The festival is also moving to a new venue this year: METRO Kinokulturhaus, “one of the most beautiful cinemas in Vienna.” An exact date has yet to be announced.

Submissions are through an online form, and the deadline is September 15.

Jutta Pryor and Marie Craven featured at Connotation Press

Interviews with Australian poetry-film makers Jutta Pryor and Marie Craven are the focus of Erica Goss’ column “The Third Form” at Connotation Press this month. I’ve long been an admirer of both, so it was interesting to learn about their routes into online collaboration and filmmaking. “Poetry is an inspirational starting point that lends itself to creative interpretation and collaboration by bringing together writers, filmmakers, remixers, sound artists and actors to create poetry film,” says Pryor. And Craven notes that poetry film is “like collage, or quilting. You enjoy the surprise, and never know what you’ll find. I don’t plan things out too much, but let the process dictate the final product.” Go read.

Pre-Occupied by Heid E. Erdrich

A masterpiece of collage/remix videopoetry co-directed by the author of the text, poet Heid E. Erdrich, with R. Vincent Moniz, Jr. Art direction, animation and effects are by Jonathan Thunder. The excellent audio track is the work of Gabriel Siert, and additional visual art is credited to Carolyn Lee Anderson, Andrea Carlson, and Angie Erdrich. The synopsis on Erdrich’s website reads:

“Pre-Occupied” is a new and experimental form, the poem-film. Originally written for the website 99 Poems for the 99%, poet Heid E. Erdrich created a visual landscape of associations and references that match the tremendous irony of how the word “occupy” can be meant.
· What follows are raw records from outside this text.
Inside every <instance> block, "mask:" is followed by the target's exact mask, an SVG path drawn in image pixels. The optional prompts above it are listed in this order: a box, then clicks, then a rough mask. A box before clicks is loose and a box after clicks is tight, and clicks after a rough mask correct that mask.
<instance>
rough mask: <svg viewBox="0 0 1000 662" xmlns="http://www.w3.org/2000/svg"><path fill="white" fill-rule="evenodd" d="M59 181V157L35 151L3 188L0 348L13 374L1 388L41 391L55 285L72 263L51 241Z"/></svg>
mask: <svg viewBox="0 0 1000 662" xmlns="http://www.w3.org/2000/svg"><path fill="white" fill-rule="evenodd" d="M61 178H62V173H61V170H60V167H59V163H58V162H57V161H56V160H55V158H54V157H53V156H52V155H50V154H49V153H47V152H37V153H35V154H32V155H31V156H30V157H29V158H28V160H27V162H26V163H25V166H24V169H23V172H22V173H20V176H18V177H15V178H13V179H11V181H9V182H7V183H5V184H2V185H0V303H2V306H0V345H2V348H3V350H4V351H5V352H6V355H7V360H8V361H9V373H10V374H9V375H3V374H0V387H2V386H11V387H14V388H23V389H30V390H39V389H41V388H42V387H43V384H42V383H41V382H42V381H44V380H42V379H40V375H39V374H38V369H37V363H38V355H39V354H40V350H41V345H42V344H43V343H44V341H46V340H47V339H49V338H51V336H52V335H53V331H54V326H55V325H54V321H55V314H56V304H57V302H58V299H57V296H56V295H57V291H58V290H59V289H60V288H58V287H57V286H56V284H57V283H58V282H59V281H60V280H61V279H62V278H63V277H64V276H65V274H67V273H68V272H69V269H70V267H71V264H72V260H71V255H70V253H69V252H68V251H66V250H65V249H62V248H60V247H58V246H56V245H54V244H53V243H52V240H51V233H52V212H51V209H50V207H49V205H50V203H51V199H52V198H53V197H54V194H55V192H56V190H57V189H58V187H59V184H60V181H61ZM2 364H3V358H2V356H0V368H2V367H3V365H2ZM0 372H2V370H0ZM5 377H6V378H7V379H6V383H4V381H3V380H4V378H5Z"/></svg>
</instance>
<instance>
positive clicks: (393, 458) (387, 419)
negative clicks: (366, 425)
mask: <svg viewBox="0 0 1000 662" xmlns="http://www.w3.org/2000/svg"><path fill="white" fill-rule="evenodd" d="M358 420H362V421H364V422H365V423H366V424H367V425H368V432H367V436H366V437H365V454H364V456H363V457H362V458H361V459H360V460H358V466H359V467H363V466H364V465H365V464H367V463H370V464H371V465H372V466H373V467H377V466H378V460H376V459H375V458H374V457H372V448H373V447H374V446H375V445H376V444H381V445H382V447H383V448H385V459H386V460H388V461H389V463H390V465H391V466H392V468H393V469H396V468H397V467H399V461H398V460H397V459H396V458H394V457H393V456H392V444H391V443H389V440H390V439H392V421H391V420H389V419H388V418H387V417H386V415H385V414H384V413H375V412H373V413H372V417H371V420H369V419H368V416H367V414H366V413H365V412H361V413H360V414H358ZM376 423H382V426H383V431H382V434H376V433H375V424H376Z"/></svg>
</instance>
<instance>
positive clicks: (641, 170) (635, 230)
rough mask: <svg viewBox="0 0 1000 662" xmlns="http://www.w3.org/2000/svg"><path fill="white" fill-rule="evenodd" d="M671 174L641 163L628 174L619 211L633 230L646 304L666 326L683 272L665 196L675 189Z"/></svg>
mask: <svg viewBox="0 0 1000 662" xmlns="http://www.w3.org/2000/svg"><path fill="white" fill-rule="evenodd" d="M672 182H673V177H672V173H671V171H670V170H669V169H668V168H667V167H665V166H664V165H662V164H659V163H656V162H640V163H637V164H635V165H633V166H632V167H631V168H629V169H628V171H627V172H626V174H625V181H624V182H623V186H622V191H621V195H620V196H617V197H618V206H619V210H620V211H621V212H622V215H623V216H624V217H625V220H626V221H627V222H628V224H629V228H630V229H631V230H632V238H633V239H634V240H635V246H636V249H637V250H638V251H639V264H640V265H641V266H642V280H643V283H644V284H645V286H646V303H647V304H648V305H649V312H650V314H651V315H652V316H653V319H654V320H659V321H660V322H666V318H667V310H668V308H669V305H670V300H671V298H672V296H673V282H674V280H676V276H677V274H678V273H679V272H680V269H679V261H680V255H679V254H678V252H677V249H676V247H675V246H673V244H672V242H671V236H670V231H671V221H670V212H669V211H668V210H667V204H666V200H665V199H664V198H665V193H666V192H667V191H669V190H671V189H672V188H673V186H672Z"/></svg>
The film version of this poem is a collaborative collage that means to reveal the distracted human mind at a particular point in history. Released in early 2013, the film inadvertently anticipated the Idle No More Movement. [link added]

Erdrich has made several other poetry films as well, including a new one that should be released shortly, according to Saara Myrene Raappana of Motionpoems, who kindly emailed me after attending an AWP panel at which Erdrich shared her films.